With a week to go until the primary, the fight between congressional colleagues U.S. Rep. John Mica and U.S. Rep. Sandy Adams continues to intensify -- and Florida Republicans are taking sides.
On Tuesday, Adams unveiled the support of two fellow congressional freshmen from the Sunshine State --U.S. Rep. Rich Nugent and U.S. Rep. Dennis Ross. After serving eight years in the Florida House of Representatives in Tallahassee, Adams won a congressional seat in 2010. Mica was first elected to the U.S. House in 1992.
While both Nugent and Ross praised Adams, neither of them took aim at Mica on Tuesday as they rolled out their endorsements.

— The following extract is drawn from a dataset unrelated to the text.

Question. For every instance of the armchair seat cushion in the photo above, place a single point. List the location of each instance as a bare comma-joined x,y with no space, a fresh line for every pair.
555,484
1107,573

Sandy and I agree that the American people arent particularly well-served by individuals who stay in Congress for decades on end, Nugent said. Sandy was one of the first people to walk the walk and co-sponsor my bill: the Congress Isnt a Career Act. She sticks by her principles. Shes not going to say one thing and do another. I respect that and I think, at this point, that is exactly the kind of leadership that the country needs.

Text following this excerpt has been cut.